Orticoltura cellulare: nuova frontiera verde

Dopo la carne sintetica, arrivano anche ortaggi e frutta prodotti in laboratorio: tra i vantaggi, maggiore sostenibilità e resilienza delle colture

da uvadatavoladmin
orticoltura

Non molto diversa – in linea di principio – da quanto si tenta di fare ormai da tempo con la carne ottenuta per via sintetica, l’orticoltura cellulare è ormai realtà. 

Lo sanno bene a circa 20.000 km di distanza da noi, in Nuova Zelanda, dove un gruppo di scienziati dell’Institute for Plant&Food Research è infatti al lavoro per coltivare in laboratorio frutta e verdura. Scopo del lavoro di ricerca, come dichiarato, è rendere più sostenibile e resiliente ai cambiamenti climatici anche un comparto come quello dell’orticoltura.

Il team di ricercatori – stando a quanto fa sapere il dottor Ben Schon, scienziato del programma Food by Design e responsabile della ricerca su piante e alimenti – è ormai da 18 mesi nel programma quinquennale. Le prime prove effettuate hanno riguardato nello specifico cellule raccolte da mirtilli, mele, ciliegie, feijoa, pesche e uva. 

orticoltura cellulare

Nella foto i membri del team con sede a Lincoln del programma Food by Design, da sinistra a destra: Yuki Wadamori, Dr Ben Schon, Dr Jan Grant, Julie Latimer, Matthew Plowman-Holmes, Dr Esther Kim

Partendo da colture cellulari, piuttosto che da piante intere, l‘orticoltura cellulare consente di coltivare ortaggi e frutta in laboratorio.

L’obiettivo – analogamente a quanto avviene con le carni sintetiche – è quello di creare un nuovo alimento con proprietà attraenti tanto quanto quelle di un frutto coltivato in modo tradizionale. Un prodotto con cui i consumatori abbiano familiarità, che sia quindi salutare e abbia un buon gusto, oltre che con una consistenza e un aspetto del tutto assimilabili a un frutto raccolto da un albero in aperta campagna. “Per far crescere un pezzo di cibo desiderabile da mangiare – spiegano gli scienziati a lavoro sul progetto – avremo bisogno di qualcosa di più di un semplice insieme di cellule. Quindi stiamo anche studiando approcci che possano offrire un’esperienza di consumo di cibo fresco”.

Come già avvenuto con la carne ottenuta in laboratorio, la domanda attorno cui ruota adesso il dibattito è: perché pensare di rimpiazzare il metodo di produzione tradizionale e affidarsi a un metodo di produzione “artificiale”.

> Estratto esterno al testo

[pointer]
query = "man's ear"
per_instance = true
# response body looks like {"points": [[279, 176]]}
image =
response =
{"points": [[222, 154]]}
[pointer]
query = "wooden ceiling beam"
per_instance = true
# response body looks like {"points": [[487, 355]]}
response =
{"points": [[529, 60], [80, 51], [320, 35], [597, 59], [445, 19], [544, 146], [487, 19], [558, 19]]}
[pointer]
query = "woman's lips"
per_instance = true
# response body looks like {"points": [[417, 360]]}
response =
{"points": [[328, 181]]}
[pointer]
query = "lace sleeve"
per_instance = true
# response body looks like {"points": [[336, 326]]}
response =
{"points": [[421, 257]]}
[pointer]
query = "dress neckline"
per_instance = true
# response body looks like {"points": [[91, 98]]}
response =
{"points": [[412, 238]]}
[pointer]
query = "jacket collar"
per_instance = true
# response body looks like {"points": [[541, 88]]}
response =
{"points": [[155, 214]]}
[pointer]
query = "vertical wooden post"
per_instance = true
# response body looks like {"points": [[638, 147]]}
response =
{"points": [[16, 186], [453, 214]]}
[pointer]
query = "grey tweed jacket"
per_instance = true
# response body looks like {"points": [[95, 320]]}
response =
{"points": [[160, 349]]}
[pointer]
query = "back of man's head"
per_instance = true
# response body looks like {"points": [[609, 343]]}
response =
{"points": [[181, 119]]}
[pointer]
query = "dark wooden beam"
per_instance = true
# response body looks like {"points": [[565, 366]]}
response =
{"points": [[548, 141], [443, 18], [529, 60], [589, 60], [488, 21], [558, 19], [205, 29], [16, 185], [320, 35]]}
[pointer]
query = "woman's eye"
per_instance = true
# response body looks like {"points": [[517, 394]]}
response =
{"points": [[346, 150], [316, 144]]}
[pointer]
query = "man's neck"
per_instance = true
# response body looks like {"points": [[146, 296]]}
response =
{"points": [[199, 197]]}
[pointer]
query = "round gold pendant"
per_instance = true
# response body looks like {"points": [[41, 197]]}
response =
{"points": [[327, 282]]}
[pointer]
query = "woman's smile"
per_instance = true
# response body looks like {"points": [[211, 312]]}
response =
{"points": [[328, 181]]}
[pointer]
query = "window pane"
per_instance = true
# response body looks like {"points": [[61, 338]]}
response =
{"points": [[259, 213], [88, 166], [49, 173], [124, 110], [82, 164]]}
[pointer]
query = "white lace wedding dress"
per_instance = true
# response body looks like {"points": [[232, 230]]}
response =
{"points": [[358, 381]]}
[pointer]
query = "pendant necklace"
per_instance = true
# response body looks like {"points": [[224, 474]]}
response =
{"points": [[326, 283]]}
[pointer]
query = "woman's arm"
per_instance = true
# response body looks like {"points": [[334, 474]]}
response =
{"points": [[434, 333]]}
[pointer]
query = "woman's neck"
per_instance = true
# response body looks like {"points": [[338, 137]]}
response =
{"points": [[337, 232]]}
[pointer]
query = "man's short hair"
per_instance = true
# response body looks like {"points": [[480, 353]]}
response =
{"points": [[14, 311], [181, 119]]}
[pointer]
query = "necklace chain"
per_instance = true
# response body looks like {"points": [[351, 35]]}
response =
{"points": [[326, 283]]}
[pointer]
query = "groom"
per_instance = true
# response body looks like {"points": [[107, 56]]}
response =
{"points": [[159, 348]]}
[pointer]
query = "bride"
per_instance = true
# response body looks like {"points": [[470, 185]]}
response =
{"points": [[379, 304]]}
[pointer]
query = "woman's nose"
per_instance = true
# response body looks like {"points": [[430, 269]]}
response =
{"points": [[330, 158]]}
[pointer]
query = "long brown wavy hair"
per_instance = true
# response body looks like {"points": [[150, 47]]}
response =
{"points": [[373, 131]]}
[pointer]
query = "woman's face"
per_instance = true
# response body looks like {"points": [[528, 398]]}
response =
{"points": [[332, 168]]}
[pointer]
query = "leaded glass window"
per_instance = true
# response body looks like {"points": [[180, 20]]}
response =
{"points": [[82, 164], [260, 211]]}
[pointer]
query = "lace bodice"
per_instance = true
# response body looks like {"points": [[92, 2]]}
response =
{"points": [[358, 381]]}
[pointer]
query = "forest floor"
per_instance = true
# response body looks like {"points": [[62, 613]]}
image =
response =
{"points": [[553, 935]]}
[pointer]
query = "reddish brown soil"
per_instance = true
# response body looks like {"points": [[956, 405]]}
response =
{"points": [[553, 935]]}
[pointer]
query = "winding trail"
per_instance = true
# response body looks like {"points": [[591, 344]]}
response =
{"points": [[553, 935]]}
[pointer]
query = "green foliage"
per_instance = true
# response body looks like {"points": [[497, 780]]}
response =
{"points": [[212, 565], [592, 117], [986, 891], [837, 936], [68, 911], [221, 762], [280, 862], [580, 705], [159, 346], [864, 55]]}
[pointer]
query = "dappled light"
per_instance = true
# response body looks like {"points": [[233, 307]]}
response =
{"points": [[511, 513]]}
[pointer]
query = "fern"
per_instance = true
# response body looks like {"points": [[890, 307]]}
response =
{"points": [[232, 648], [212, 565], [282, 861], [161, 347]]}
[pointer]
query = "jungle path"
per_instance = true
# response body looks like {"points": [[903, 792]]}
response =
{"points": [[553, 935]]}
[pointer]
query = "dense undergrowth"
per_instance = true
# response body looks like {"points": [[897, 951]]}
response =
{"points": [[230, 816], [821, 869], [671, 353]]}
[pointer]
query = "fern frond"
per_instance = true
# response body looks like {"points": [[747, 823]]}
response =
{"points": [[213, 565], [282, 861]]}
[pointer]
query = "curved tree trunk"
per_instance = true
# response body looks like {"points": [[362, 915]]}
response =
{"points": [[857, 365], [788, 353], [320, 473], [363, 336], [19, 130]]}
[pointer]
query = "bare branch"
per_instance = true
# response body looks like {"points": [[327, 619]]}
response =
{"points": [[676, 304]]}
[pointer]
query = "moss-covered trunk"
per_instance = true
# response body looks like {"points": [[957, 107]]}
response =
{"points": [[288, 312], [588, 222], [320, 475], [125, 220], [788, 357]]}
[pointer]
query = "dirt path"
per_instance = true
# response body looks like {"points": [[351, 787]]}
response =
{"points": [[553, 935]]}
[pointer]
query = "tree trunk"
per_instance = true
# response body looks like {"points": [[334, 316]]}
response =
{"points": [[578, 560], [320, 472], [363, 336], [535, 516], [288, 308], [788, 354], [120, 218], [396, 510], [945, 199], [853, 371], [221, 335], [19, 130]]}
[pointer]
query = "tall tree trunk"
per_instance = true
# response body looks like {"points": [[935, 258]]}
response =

È utile puntualizzare a tal proposito che produzione tradizionale non è sinonimo di migliore o più salutare. Negli ultimi anni, com’è noto, si sta assistendo a una rapida crescita demografica a livello globale. Garantire un buon approvvigionamento pro capite diventa dunque sempre più difficile, specialmente se – al contempo – si devono limitare fenomeni come lo sfruttamento eccessivo del suolo o l’uso massiccio di fitofarmaci. Fenomeni che si pongono l’obiettivo di aumentare la produzione unitaria delle colture, ma spesso a sfavore della qualità del prodotto finale. In tal senso, attraverso l’orticoltura cellulare, si mira a ridurre lo sfruttamento del suolo in risposta alla sempre più incessante richiesta di alimenti vegetali. 

Al netto di quanto detto, l’orticoltura cellulare può rappresentare una frontiera inedita, ma promettente per l’agricoltura.

Anche in un Paese come l’Italia, dove – nonostante le sfide tecniche, economiche e regolamentari, la ricca tradizione culinaria e l’attenzione per la qualità degli alimenti tipici del territorio – la produzione di ortaggi coltivati in modo sostenibile attraverso l’orticoltura cellulare potrebbe trovare un’interessante collocazione.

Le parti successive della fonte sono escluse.